You see, I never really talked about it in any great detail here, because it never unfolded but I had some pretty cool plans lined up before I was offered the job in central Maine.
When I first left Australia, last August, to move to the U.S., I’d been promised accommodation with friends in Denver for as long as it took me to find a job, either in the Mile High City or elsewhere in the country.
But “as long as it took” ended up becoming “three weeks” before I was, on my birthday, asked to find somewhere else to live. I don’t hear from them anymore, oddly enough. Unfortunately, I’d already bought a ticket back to Denver for two weeks after my green card interview.
So my plan – to settle in Denver temporarily until I found the best way to further my career or pay the bills – was basically shot to shit before I even got granted permanent residency. Instead of returning to Australia to finalize my immigration, safe in the knowledge that I’d have somewhere to call home for awhile when I got back Stateside, I was all of a sudden absolutely clueless. I have a bunch of friends that I could have temporarily leaned on, but I was a) now gun shy about living with married couples and b) not willing to push another friendship.
Of course, the absolute upside to this unfortunate situation was that I could literally settle absolutely anywhere I wanted. ANYWHERE. In the U.S. Wherever I wanted. Dream come true, right?
So I canvassed some of my friends to see whether anyone had any leads for people looking for a roommate. If that fell over, I would just pick a city and hit Craigslist to see whether I could find anything that seemed un-sketchy enough to want to roll the dice on.
Amazingly, Eric, a college roommate of my good friend Molly put me in touch with a bunch of guys in his fantasy football league, and pimped me hard in the professional and personal stakes, trying to find me something – anything – to make some scratch and have a roof over my head.
Within a day of returning to Australia, I’d started emailing back and forth with a guy who worked with Eric’s fiancee and happened to have a spare room in his apartment in the Uptown neighborhood of New Orleans.
We introduced ourselves via email and it began to sound like we’d be a pretty good fit.

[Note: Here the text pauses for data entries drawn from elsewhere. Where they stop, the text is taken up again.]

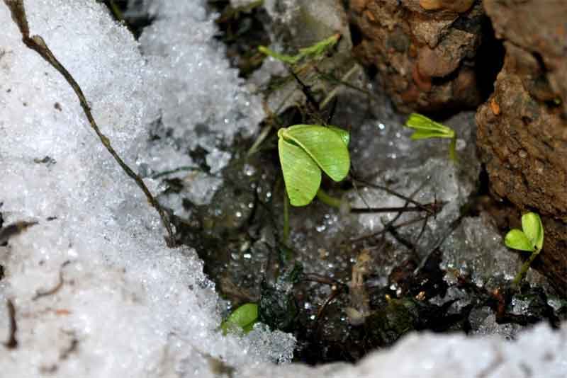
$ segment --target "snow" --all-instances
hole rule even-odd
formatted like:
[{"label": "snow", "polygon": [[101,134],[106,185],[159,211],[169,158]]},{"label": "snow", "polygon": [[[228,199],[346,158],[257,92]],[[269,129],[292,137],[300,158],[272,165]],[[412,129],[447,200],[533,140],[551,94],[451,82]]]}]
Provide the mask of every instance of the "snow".
[{"label": "snow", "polygon": [[566,372],[567,328],[558,331],[540,324],[511,343],[496,336],[412,333],[391,349],[374,352],[354,367],[335,364],[293,370],[262,366],[248,369],[241,377],[562,378]]},{"label": "snow", "polygon": [[[263,117],[213,40],[204,4],[145,1],[157,18],[140,50],[96,1],[26,1],[32,33],[75,77],[102,132],[154,193],[163,188],[153,174],[193,164],[188,149],[204,149],[211,172],[221,169],[230,159],[223,146],[254,133]],[[247,336],[223,336],[222,303],[195,251],[165,246],[156,212],[102,147],[67,83],[21,43],[3,4],[0,24],[0,212],[4,226],[38,222],[0,246],[0,338],[9,334],[8,299],[18,326],[17,347],[0,346],[0,376],[207,377],[226,364],[236,377],[564,377],[564,327],[541,325],[514,343],[413,334],[357,366],[315,370],[271,363],[290,360],[289,335],[258,325]],[[160,142],[148,143],[156,133]],[[434,172],[442,164],[429,164]]]}]

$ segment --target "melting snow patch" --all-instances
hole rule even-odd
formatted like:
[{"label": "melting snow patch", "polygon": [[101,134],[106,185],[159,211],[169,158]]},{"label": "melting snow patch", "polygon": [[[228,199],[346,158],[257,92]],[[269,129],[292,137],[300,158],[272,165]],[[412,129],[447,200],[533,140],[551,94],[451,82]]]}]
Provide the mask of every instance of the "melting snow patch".
[{"label": "melting snow patch", "polygon": [[[187,19],[175,28],[180,34],[163,37],[187,33],[187,50],[172,56],[165,50],[175,47],[156,47],[168,57],[145,62],[96,2],[26,2],[32,33],[75,77],[102,132],[132,166],[147,139],[140,125],[171,100],[159,93],[160,76],[179,96],[162,113],[176,130],[186,121],[189,133],[196,122],[218,130],[224,121],[216,117],[238,116],[227,110],[240,101],[235,74],[206,43],[214,30],[204,8],[190,3],[187,11],[201,23]],[[17,347],[0,346],[0,375],[208,377],[217,358],[237,367],[288,360],[289,336],[259,330],[254,340],[218,331],[218,297],[194,251],[165,247],[157,214],[103,149],[69,85],[21,42],[4,4],[0,24],[0,211],[4,225],[38,222],[0,247],[2,340],[10,333],[9,299],[18,327]],[[191,55],[188,67],[181,58]],[[194,79],[176,86],[182,70]],[[211,90],[208,103],[195,99]],[[240,128],[257,125],[240,122]],[[157,189],[155,181],[146,182]]]}]

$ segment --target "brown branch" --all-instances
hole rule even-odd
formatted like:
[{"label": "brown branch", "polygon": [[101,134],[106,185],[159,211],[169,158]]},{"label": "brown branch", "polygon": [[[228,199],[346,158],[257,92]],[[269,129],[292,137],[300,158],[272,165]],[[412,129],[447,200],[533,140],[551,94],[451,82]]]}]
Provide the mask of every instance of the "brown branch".
[{"label": "brown branch", "polygon": [[175,241],[173,235],[173,230],[172,229],[172,225],[169,223],[169,220],[165,213],[165,211],[162,208],[155,198],[154,198],[153,195],[152,195],[152,193],[150,192],[150,190],[144,183],[144,181],[142,180],[142,178],[140,178],[140,177],[137,175],[128,166],[128,164],[126,164],[126,163],[124,162],[122,158],[120,157],[118,153],[116,153],[113,148],[112,145],[111,144],[111,141],[108,139],[108,138],[101,132],[100,129],[99,128],[99,125],[94,120],[92,113],[91,113],[91,108],[89,106],[89,103],[86,101],[86,98],[85,98],[81,87],[79,86],[71,74],[67,70],[67,69],[65,69],[65,67],[63,67],[63,65],[59,62],[59,60],[57,60],[50,48],[47,47],[45,42],[43,40],[43,38],[39,35],[32,35],[30,37],[30,30],[28,25],[28,19],[26,16],[26,10],[23,6],[23,0],[4,1],[6,5],[8,6],[8,8],[10,9],[10,12],[11,13],[12,16],[12,20],[20,29],[20,32],[22,35],[22,41],[23,43],[30,49],[35,50],[41,56],[41,57],[47,62],[47,63],[51,64],[53,68],[57,69],[60,74],[61,74],[63,77],[65,78],[67,82],[71,86],[71,87],[73,88],[73,91],[74,91],[75,94],[77,94],[77,96],[79,98],[79,102],[81,104],[81,107],[83,108],[83,112],[86,116],[86,118],[89,120],[89,123],[91,125],[91,127],[92,127],[92,129],[96,133],[96,135],[99,136],[99,138],[101,139],[102,144],[104,145],[111,155],[112,155],[118,165],[122,168],[124,172],[133,180],[134,180],[140,188],[142,189],[142,190],[144,192],[144,194],[145,194],[146,198],[147,199],[147,202],[150,203],[150,205],[155,208],[156,211],[157,211],[157,212],[159,214],[159,217],[162,219],[162,223],[165,227],[168,234],[168,237],[166,238],[166,243],[167,244],[167,246],[169,247],[174,246]]},{"label": "brown branch", "polygon": [[15,349],[18,348],[18,340],[16,338],[16,333],[18,331],[18,326],[16,323],[16,307],[11,299],[6,302],[8,307],[8,317],[10,320],[10,335],[8,341],[4,343],[4,346],[8,349]]}]

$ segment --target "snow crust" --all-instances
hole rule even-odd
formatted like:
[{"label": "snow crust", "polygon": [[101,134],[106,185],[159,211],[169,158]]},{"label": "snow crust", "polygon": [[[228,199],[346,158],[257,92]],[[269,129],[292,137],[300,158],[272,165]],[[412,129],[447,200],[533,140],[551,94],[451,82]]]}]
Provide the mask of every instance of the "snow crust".
[{"label": "snow crust", "polygon": [[[257,126],[233,110],[242,90],[222,51],[208,45],[214,28],[201,2],[183,10],[187,28],[194,19],[201,24],[176,28],[193,45],[168,54],[181,35],[162,30],[150,54],[167,58],[146,59],[95,1],[26,6],[32,33],[74,75],[102,132],[132,166],[147,143],[144,125],[159,108],[176,130],[186,121],[186,134],[201,122],[230,138],[220,124],[237,117],[245,123],[238,128]],[[4,225],[38,222],[0,247],[2,340],[9,333],[8,299],[18,326],[17,348],[0,353],[0,375],[212,377],[215,358],[237,367],[288,359],[294,342],[287,335],[218,331],[218,299],[194,251],[166,248],[156,212],[103,149],[63,78],[21,42],[4,4],[0,24],[0,211]],[[189,79],[173,86],[184,70]],[[157,84],[160,76],[162,86],[173,86],[169,97]],[[146,181],[157,191],[157,181]]]},{"label": "snow crust", "polygon": [[[196,146],[225,164],[223,146],[263,116],[213,41],[204,0],[145,1],[157,18],[143,56],[94,1],[26,5],[32,33],[155,193],[152,173],[191,165],[184,152]],[[166,248],[157,214],[4,4],[0,25],[0,212],[4,225],[38,222],[0,246],[0,340],[8,299],[18,325],[17,347],[0,345],[0,377],[565,377],[566,328],[543,325],[514,343],[414,334],[355,367],[263,365],[288,361],[293,338],[262,326],[246,337],[218,331],[220,301],[194,251]],[[163,143],[148,144],[155,133]]]}]

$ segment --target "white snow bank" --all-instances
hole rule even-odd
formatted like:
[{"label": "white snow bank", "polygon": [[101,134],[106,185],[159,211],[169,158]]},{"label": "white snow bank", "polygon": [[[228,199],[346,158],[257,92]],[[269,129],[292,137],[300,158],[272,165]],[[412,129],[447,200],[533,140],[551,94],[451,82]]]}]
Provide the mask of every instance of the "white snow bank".
[{"label": "white snow bank", "polygon": [[564,378],[567,376],[567,327],[557,331],[541,324],[515,342],[467,338],[462,334],[412,333],[388,350],[375,352],[357,366],[318,368],[262,367],[245,378]]},{"label": "white snow bank", "polygon": [[[102,132],[133,165],[147,138],[140,125],[161,101],[149,77],[168,73],[145,63],[94,1],[26,5],[32,33],[74,75]],[[288,358],[286,335],[217,331],[218,297],[194,251],[165,247],[156,212],[103,149],[63,78],[21,42],[4,3],[0,25],[0,211],[5,225],[39,222],[0,247],[0,338],[9,333],[11,299],[18,343],[0,346],[0,376],[208,377],[208,355],[236,367]],[[226,67],[210,75],[228,75]],[[195,97],[206,90],[195,88]],[[202,111],[216,114],[219,102]]]},{"label": "white snow bank", "polygon": [[[196,122],[230,139],[235,131],[224,132],[226,115],[245,132],[259,118],[247,118],[241,102],[228,100],[247,95],[210,42],[214,28],[204,1],[167,3],[155,10],[162,23],[155,33],[166,33],[157,40],[162,49],[145,42],[145,52],[153,54],[145,63],[131,36],[95,1],[26,1],[32,33],[77,79],[102,131],[131,164],[146,147],[147,130],[140,125],[156,120],[160,107],[164,124],[180,139],[184,127],[197,135]],[[190,35],[158,31],[168,22],[181,23],[172,30]],[[3,4],[0,25],[0,211],[5,224],[39,222],[0,246],[0,340],[9,333],[4,309],[10,299],[18,342],[14,349],[0,345],[0,377],[221,376],[209,356],[222,357],[245,377],[558,377],[567,372],[566,330],[544,326],[517,343],[414,335],[356,367],[257,366],[288,359],[293,339],[259,328],[243,339],[217,332],[218,300],[194,251],[165,248],[157,214],[102,148],[69,86],[21,43]],[[187,41],[193,42],[185,47]],[[217,64],[201,69],[199,61]],[[214,77],[204,76],[209,74]],[[160,84],[160,77],[169,84]],[[169,102],[176,96],[178,103]],[[206,142],[199,143],[213,151],[216,142]]]}]

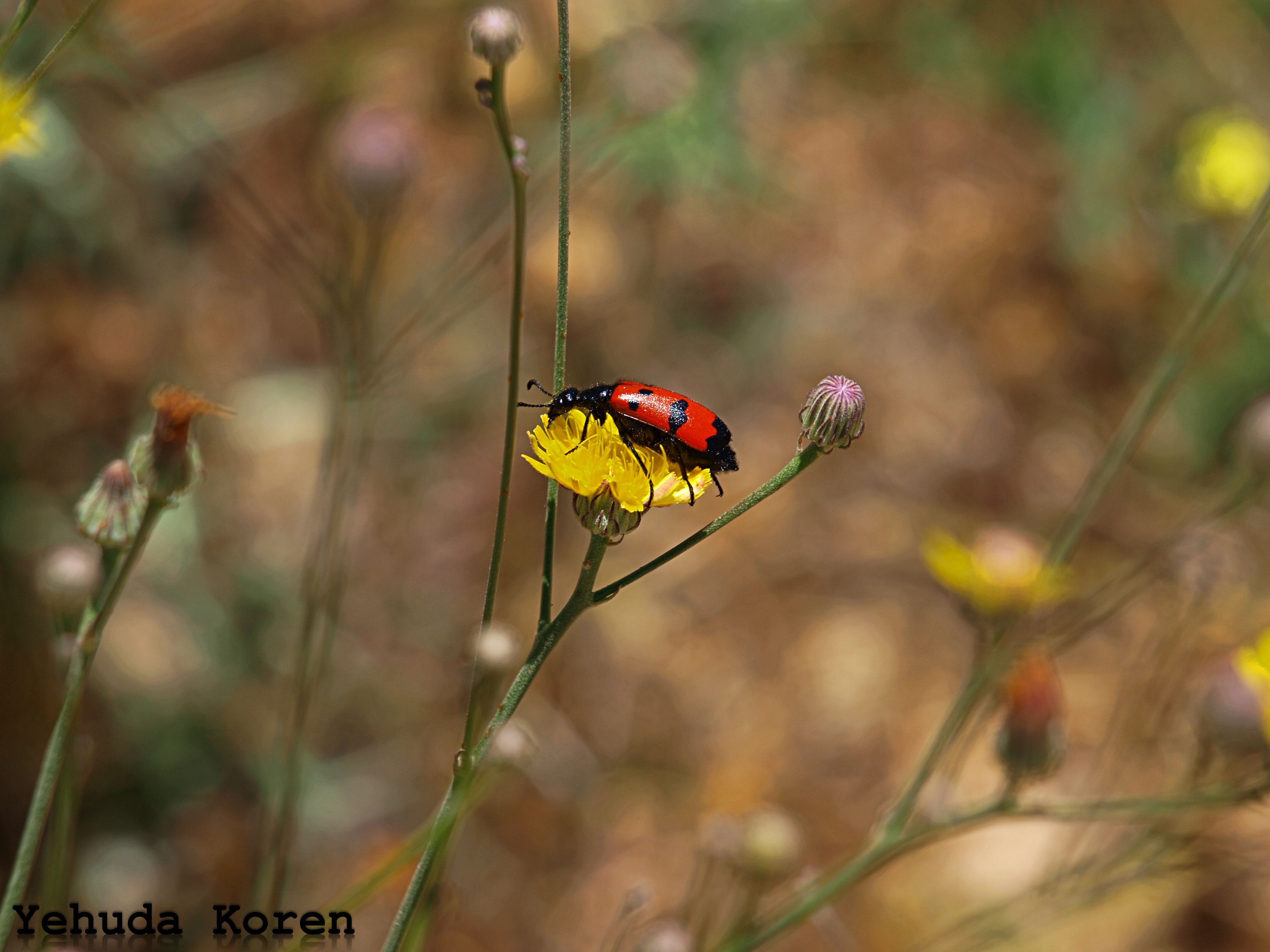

The rent was affordable – my first place in Augusta wasn’t much more expensive than this would’ve been – and I figured that I could easily find a job to make me enough money to pay that rent for a few months until I figured something else out.
So once that was all but locked in, I started to trawl job boards and Craigslist for any sort of work I could try to lay groundwork for before I returned to the U.S. And wouldn’t you know it? On my first day of looking, I stumbled across an unpaid position with an online newspaper as a beat writer for the local NBA team, the New Orleans Pelicans. There was no money in it, but the ad promised the occasional media pass to home games, and use of the paper’s NBA TV online streaming account, which were both great perks. And ultimately, it meant instantly building a portfolio of written work in the U.S., and some experience at the top of my resume.
Let’s be real, too: There would be nothing wrong with living in the Big Easy. It’s a massive tourist city, and a massive drinking city, so I figured there’d be no shortage of hospitality jobs for me to pick up to keep my rent checks from bouncing.
I emailed the poster of the Craigslist ad, explaining that I was a sportswriter with four and a half years’ experience, I love the NBA and was moving to New Orleans in the second week of December, so here’s me throwing my hat in the ring. He replied promptly and said he’d love to have me write a sample game report sometime between now and then, and I volunteered my services for the following Thursday.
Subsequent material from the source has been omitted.